LES PRINCIPALES MESURES DU « BILAN DE SANTÉ » DE LA PAC -> L'instauration d'outils de couverture de risques Les Etats membres qui le souhaitent pourront mobiliser les fonds du premier pilier pour cofinancer les primes d'assurance climatique payées par les agriculteurs et mettre en place des fonds de mutualisation pour faire face à des crises sanitaires ou environnementales. -> Un accompagnement de la sortie des quotas laitiers Après la suppression des quotas laitiers décidée en juin 2003, leur augmentation de 5 % d'ici 2015, à raison de 1 % par an, est accompagnée de clauses de rendez-vous. Deux rapports en 2010 et 2012 feront le point sur l'état des marchés, procéderont à l'ajustement des quotas et examineront l'impact de leur évolution sur les productions sous appellation d'origine. L'intervention sur les marchés de la poudre de lait et du beurre est maintenue, ainsi que le stockage privé sur le beurre. Des aides spécifiques à la production laitière en montagne peuvent être instaurées. -> La préservation des outils de stabilisation des marchés Dans les secteurs du lait et des céréales, les mécanismes d'intervention sont préservés et adaptés. Par ailleurs, les aides aux cultures spécifiques -les fourrages séchés, le lin, le chanvre, les protéagineux, la fécule de pomme de terre, le riz, les fruits à coque, les aides animales (prime à l'abattage et prime aux bovins mâles)- restent couplées, pour les pays qui le souhaitent, jusqu'en 2012. -> Une réorientation des aides Les Etats-membres pourront décider de réorienter les aides au sein du « premier pilier ». Ils pourront faire évoluer les paiements découplés pour mettre en place une aide identique sur un territoire ou pour faire converger leurs montants. Ils pourront également mettre en place des aides ciblées sur des systèmes de production favorables à l'environnement ou participant à des démarches de qualité, ainsi que sur des productions et des territoires fragiles. -> La réponse au défi d'une agriculture durable Le taux de modulation est porté de 5 actuellement à 10 % -voire 14 % pour les plus grandes exploitations- d'ici 2013. Est prévue une augmentation du taux de cofinancement communautaire -de 25 à 50 %- et un élargissement des mesures finançables à l'adaptation du secteur laitier, à la fin des quotas et à l'innovation.

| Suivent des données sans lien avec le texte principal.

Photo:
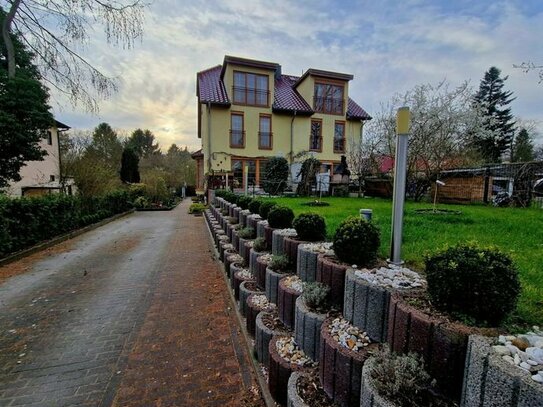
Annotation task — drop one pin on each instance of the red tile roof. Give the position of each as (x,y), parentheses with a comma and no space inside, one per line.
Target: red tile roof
(210,89)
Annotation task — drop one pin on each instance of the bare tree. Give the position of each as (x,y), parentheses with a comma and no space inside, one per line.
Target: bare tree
(53,30)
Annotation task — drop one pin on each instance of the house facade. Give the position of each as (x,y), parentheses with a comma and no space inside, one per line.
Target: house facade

Par ailleurs, la politique de l'installation est renforcée grâce à l'augmentation de 50.000 à 70.000 euros du plafond des investissements finançables. |
3. La mise en oeuvre du « bilan de santé » et ses suites
Dans l'immédiat, la présidence française de l'Union a prévu que les chefs d'Etat et de Gouvernement « fassent le point » , lors de leur sommet des 11 et 12 décembre à Bruxelles, sur les travaux accomplis sur le « bilan de santé » ainsi que sur les orientations de la PAC pour l'avenir.
L'accord global sur le « bilan de santé » obtenu le 20 novembre devrait recevoir une application en 2010 , après que les textes nationaux d'application auront été élaborés, notifiés -au plus tard au 1 er août 2009- à la Commission et acceptés par celle-ci. L'année 2009 verra par ailleurs le début des négociations sur la révision des perspectives budgétaires de l'Union pour la période postérieure à 2013. Enfin, 2013 inaugurera la nouvelle PAC réformée ainsi que le nouveau budget européen pour la période allant jusqu'à 2020.

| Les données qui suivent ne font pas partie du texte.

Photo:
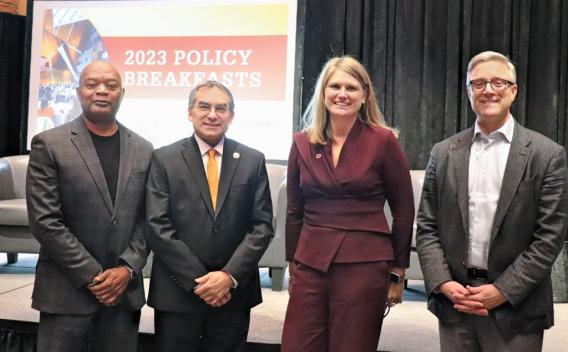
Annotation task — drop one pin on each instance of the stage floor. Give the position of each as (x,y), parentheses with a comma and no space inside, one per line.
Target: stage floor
(408,327)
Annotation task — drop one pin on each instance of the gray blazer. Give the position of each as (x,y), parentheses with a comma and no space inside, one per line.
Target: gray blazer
(527,234)
(190,239)
(72,216)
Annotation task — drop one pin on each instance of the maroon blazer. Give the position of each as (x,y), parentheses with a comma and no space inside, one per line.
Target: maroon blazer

* 5 Résolution (n° 5, 2008-2009) de M. Jean Bizet, présentée en application de l'article 73 bis du Règlement, sur le bilan de santé de la politique agricole commune.
* 6 En adoptant deux rapports, l'un sur la communication de la Commission, présenté le 26 février 2008 par l'eurodéputé allemand Lutz Goepel, l'autre sur ses propositions législatives, instruit par l'eurodéputé portugais Luis Manuel Capoulas Santos et adopté le 7 octobre 2008.